State Department records made public on Sept. 1 reveal that in the spring of 2019, U.S. diplomats at the embassy in Kyiv monitored the social media accounts of 13 people, including journalists and a member of President Donald Trump’s family, for posts about Ukraine without their knowledge.
The 13 accounts were monitored using CrowdTangle, a Facebook-owned social media analytics company, for terms including; Yovanovitch [former U.S. Ambassador Marie Yovanovitch], Ukraine Ambassador, Ukrainian Ambassador, Ukraine Soros, Clinton campaign, and Biden-Burisma, the documents show.
According to internal emails made public by the watchdog group, Yovanovitch and former Deputy Assistant Secretary of State George Kent were aware of the monitoring efforts. Yovanovitch was dismissed from her diplomatic post in May 2017 by Trump.
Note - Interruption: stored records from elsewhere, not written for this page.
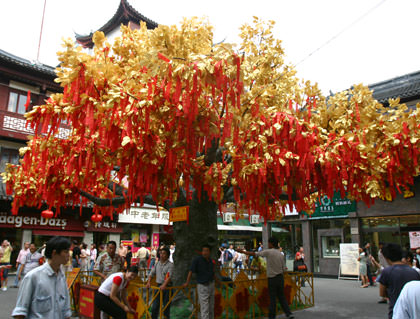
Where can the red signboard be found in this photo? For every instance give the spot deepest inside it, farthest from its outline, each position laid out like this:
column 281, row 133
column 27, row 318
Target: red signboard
column 35, row 221
column 179, row 214
column 86, row 301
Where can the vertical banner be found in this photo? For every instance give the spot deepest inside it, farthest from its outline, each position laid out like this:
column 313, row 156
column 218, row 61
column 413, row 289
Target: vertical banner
column 135, row 236
column 155, row 239
column 143, row 236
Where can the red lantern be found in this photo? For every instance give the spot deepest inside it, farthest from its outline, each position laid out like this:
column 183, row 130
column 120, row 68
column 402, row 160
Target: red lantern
column 96, row 218
column 47, row 214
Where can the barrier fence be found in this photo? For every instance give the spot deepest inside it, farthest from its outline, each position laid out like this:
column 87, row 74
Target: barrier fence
column 245, row 296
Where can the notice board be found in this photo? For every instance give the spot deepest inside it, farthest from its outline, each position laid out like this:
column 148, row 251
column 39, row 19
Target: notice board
column 349, row 265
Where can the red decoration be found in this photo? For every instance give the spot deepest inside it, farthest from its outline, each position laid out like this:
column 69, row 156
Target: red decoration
column 96, row 218
column 47, row 214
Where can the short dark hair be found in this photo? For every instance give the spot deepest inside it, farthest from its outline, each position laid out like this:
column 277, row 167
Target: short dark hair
column 273, row 241
column 392, row 252
column 112, row 242
column 166, row 249
column 58, row 244
column 408, row 255
column 134, row 269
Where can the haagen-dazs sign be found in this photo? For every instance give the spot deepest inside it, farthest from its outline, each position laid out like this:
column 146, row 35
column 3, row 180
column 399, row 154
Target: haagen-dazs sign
column 31, row 222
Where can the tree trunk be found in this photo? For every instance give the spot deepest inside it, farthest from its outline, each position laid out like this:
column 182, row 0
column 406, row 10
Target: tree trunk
column 189, row 238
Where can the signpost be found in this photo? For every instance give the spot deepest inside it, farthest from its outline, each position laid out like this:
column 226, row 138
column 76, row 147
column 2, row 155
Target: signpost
column 349, row 266
column 179, row 214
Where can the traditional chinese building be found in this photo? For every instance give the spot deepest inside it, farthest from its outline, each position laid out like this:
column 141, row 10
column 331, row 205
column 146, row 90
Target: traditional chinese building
column 337, row 220
column 17, row 77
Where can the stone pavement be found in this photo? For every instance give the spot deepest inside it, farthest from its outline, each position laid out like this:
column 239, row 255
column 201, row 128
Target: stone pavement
column 334, row 299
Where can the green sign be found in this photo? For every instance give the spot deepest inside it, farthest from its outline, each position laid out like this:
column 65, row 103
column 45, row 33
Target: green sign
column 335, row 207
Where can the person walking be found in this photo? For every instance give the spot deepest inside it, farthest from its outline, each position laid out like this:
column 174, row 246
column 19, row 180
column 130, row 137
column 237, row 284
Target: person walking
column 276, row 266
column 128, row 257
column 84, row 257
column 5, row 261
column 153, row 257
column 408, row 303
column 363, row 267
column 143, row 255
column 31, row 261
column 43, row 292
column 22, row 255
column 369, row 263
column 393, row 278
column 111, row 297
column 205, row 269
column 163, row 271
column 109, row 262
column 76, row 255
column 299, row 266
column 93, row 256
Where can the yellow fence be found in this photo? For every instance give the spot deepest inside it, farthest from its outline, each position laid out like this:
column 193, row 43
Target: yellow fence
column 246, row 296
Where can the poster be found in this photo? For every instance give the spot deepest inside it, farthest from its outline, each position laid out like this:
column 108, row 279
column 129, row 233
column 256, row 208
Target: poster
column 348, row 259
column 414, row 239
column 143, row 236
column 127, row 243
column 155, row 240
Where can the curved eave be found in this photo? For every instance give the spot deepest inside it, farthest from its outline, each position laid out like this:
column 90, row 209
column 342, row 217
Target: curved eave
column 124, row 14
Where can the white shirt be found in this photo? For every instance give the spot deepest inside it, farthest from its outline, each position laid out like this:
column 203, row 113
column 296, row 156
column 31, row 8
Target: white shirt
column 43, row 294
column 118, row 279
column 408, row 303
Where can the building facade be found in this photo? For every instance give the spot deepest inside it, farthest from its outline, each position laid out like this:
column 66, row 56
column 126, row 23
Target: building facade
column 338, row 220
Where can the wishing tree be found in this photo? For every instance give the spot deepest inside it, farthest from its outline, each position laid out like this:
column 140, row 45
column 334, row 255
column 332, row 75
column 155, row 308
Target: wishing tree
column 167, row 117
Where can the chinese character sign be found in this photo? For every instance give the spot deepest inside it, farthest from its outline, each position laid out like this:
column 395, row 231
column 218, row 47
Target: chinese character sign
column 179, row 214
column 155, row 239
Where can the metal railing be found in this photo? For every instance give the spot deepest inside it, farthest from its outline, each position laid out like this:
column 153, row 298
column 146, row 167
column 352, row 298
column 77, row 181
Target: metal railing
column 245, row 296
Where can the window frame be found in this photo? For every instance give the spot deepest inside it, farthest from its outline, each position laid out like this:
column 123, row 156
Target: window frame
column 19, row 94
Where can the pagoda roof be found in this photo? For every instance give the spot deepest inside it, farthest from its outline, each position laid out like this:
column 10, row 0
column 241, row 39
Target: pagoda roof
column 6, row 57
column 124, row 14
column 30, row 72
column 406, row 87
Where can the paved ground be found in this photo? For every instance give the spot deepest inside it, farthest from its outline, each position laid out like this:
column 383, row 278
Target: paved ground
column 334, row 299
column 344, row 299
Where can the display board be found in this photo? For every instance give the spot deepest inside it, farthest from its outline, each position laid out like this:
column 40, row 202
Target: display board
column 349, row 266
column 414, row 239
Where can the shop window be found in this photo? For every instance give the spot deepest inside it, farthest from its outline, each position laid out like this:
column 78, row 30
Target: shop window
column 17, row 101
column 330, row 246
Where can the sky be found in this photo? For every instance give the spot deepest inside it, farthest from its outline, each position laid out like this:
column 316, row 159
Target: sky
column 359, row 41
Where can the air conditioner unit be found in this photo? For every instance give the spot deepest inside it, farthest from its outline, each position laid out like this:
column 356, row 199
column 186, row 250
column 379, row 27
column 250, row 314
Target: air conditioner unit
column 255, row 219
column 227, row 217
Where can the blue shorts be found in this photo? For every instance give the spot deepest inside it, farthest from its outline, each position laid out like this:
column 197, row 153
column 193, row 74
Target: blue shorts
column 5, row 270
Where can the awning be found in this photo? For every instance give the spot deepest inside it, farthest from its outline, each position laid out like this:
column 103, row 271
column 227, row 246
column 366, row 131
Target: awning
column 46, row 232
column 249, row 228
column 239, row 227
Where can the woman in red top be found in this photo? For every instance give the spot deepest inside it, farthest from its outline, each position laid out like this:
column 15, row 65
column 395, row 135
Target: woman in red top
column 107, row 297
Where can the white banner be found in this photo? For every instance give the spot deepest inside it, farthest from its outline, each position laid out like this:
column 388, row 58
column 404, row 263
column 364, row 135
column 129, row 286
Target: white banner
column 414, row 239
column 348, row 259
column 141, row 215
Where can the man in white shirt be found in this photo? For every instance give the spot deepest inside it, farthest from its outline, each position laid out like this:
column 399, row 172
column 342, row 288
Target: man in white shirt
column 233, row 253
column 408, row 303
column 43, row 292
column 19, row 261
column 276, row 266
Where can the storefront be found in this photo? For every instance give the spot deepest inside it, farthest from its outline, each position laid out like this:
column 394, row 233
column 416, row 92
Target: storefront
column 391, row 221
column 146, row 225
column 29, row 226
column 324, row 230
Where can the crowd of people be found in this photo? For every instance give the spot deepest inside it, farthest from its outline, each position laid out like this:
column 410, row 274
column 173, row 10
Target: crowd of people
column 43, row 291
column 398, row 276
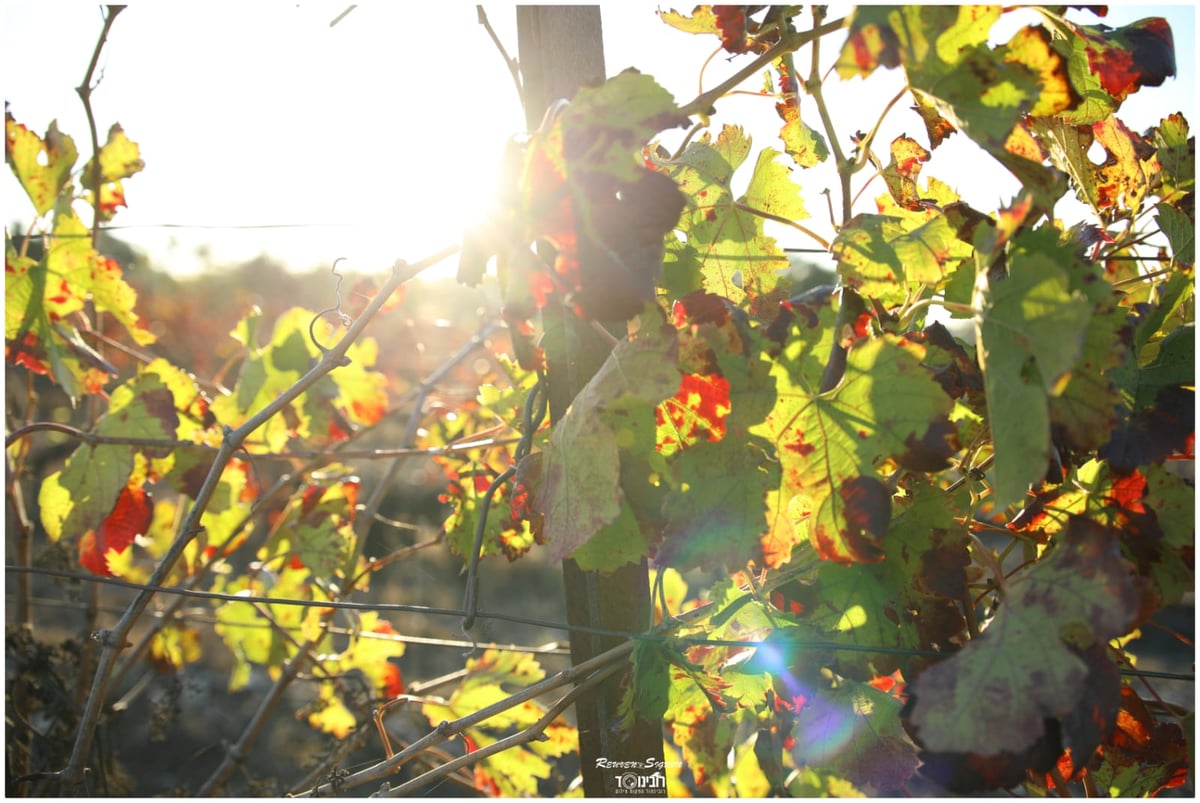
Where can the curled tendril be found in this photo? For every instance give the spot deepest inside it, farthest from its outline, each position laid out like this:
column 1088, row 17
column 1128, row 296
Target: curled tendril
column 342, row 316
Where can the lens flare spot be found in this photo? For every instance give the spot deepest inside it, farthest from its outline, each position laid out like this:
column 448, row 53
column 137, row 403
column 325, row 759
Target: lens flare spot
column 853, row 617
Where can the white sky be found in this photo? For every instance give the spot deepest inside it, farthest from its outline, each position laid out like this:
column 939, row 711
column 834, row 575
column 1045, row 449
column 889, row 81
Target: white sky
column 383, row 131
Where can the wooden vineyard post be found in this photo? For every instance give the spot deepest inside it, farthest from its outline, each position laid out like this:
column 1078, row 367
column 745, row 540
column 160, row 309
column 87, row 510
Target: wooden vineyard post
column 559, row 51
“Going to chime in here—so regarding the influencers, there are some legal implications of making a list of Facebook influencers of Twitter influencers since they are technically private citizens (even though they’re publicly on the internet) and we cannot compile them into a list and monitor what they are saying using a third-party application without their knowledge,” the contractor wrote in an email in May 2019. “To see what they’re saying, you unfortunately need to use the old school way and manually go to their feeds and view that way. Cumbersome but it’s in compliance with the Privacy Act of 1974.”
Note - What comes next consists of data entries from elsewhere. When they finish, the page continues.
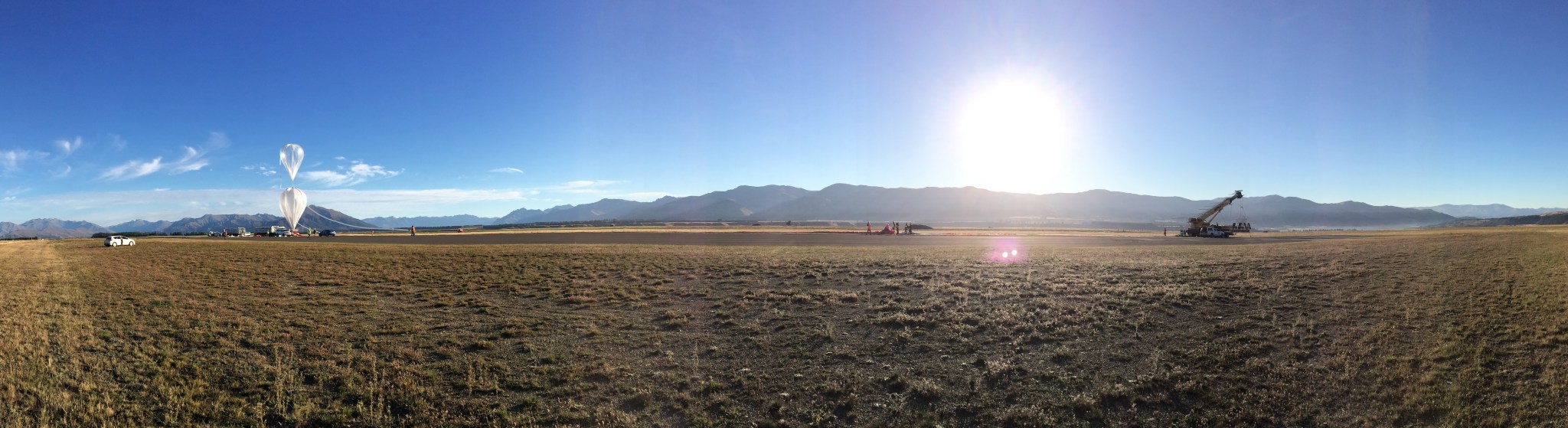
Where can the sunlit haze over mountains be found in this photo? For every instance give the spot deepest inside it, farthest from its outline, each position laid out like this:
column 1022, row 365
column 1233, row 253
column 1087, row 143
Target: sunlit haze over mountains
column 115, row 112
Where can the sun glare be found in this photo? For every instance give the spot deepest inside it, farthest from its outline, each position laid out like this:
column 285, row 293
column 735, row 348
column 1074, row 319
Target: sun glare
column 1010, row 132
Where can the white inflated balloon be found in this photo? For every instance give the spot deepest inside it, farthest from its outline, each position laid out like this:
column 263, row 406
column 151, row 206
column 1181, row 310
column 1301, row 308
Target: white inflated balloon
column 290, row 155
column 292, row 203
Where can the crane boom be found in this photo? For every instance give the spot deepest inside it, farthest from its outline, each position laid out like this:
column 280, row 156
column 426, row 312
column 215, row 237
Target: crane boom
column 1200, row 226
column 1207, row 217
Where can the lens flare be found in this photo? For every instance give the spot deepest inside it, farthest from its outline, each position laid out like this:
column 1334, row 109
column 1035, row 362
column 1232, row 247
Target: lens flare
column 1007, row 250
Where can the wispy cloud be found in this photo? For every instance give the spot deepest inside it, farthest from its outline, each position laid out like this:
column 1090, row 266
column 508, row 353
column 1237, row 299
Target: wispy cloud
column 191, row 158
column 68, row 146
column 582, row 187
column 643, row 196
column 190, row 162
column 10, row 160
column 260, row 168
column 132, row 170
column 353, row 175
column 110, row 207
column 583, row 184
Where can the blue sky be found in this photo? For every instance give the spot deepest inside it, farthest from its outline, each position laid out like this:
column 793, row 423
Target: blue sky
column 112, row 112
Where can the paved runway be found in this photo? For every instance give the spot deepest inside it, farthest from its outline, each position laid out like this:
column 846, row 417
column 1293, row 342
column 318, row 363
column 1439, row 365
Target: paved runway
column 767, row 239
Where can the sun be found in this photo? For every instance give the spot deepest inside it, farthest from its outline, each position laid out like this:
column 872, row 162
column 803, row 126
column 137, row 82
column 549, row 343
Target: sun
column 1011, row 132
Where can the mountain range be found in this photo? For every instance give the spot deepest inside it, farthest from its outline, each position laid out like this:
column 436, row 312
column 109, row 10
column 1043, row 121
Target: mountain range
column 49, row 229
column 855, row 204
column 1523, row 220
column 429, row 221
column 1494, row 211
column 314, row 217
column 952, row 206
Judicial Watch President Tom Fitton said in a statement that the documents “confirm Deep State officials at the Ukraine Embassy seemed to set up an enemies list to help illicitly monitor and report on the social media postings of President Trump’s family and lawyer, as well as journalists. The State Department hid these smoking gun documents for months.”
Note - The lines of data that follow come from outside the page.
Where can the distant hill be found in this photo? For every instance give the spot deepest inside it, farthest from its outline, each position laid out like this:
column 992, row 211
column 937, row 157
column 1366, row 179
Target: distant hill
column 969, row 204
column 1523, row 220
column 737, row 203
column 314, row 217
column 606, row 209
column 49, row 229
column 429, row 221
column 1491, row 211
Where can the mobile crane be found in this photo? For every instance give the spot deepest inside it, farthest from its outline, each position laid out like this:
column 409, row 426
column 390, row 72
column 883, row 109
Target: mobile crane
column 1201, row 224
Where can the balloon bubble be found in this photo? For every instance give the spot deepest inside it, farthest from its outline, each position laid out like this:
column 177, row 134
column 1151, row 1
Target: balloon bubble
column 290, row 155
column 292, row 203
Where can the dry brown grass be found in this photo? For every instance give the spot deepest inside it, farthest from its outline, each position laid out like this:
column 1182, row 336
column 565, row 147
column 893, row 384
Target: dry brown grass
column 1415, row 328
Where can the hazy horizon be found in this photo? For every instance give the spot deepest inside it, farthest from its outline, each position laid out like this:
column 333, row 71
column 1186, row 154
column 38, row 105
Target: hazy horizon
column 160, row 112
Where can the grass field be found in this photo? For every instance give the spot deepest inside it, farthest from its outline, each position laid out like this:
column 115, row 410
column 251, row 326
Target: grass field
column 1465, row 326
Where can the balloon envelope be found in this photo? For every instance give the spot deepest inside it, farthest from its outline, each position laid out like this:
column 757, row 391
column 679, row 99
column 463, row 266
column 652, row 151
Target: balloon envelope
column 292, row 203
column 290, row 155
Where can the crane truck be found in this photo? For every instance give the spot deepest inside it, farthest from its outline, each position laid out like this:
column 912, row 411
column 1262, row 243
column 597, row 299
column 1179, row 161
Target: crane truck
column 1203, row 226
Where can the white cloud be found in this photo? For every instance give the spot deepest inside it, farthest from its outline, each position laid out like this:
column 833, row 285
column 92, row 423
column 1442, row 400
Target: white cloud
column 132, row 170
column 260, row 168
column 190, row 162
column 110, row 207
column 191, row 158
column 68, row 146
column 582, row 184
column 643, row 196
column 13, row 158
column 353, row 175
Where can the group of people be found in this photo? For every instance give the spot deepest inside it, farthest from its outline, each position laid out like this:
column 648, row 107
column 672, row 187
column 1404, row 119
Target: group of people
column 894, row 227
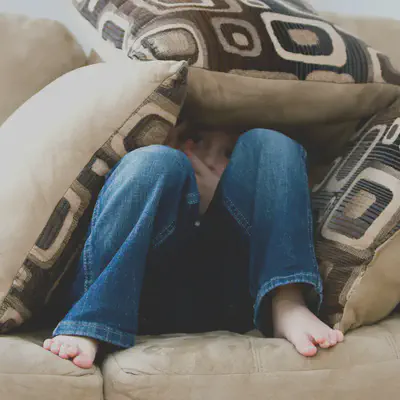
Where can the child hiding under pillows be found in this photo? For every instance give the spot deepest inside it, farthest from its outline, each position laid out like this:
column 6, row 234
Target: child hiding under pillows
column 198, row 238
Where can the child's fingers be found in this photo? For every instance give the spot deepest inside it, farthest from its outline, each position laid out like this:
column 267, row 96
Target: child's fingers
column 199, row 167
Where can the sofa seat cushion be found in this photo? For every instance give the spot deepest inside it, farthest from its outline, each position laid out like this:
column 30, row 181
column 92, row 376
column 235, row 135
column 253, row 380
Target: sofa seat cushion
column 29, row 372
column 225, row 366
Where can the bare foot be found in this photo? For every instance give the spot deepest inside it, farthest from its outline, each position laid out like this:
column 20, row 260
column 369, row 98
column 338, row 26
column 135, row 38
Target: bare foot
column 293, row 321
column 81, row 350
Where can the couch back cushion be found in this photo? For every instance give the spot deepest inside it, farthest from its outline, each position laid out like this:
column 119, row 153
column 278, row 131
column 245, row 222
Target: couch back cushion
column 34, row 52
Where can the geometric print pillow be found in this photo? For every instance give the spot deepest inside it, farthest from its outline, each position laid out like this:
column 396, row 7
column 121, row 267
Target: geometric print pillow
column 56, row 150
column 358, row 216
column 248, row 56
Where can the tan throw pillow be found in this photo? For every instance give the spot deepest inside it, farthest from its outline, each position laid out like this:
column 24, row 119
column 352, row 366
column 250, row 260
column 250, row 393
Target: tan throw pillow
column 34, row 52
column 56, row 150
“This was an enemies list,” Solomon told Fox News’s “Hannity,” noting that the targeted individuals had previously raised questions about Russia and the conduct of “things like Joe Biden.”
“The embassy was monitoring us, not for national security reasons, but for reasons about the reputations of people in the past administration, the Obama-Biden-[Hillary] Clinton administration,” the investigative journalist said.
Solomon said he has “grave concern” and believes other communications may also have been monitored based on the information he saw in the newly released documents. He called on the ODNI and the State Department to “come forward and let the American people know” if this was the case.
“The State Department and the embassy was told that these actions violated the Privacy Act [of 1974] of the 13 Americans whose accounts were monitored and the real question now is, is this the only thing they did?” he added.
The State Department didn’t respond to a request for comment.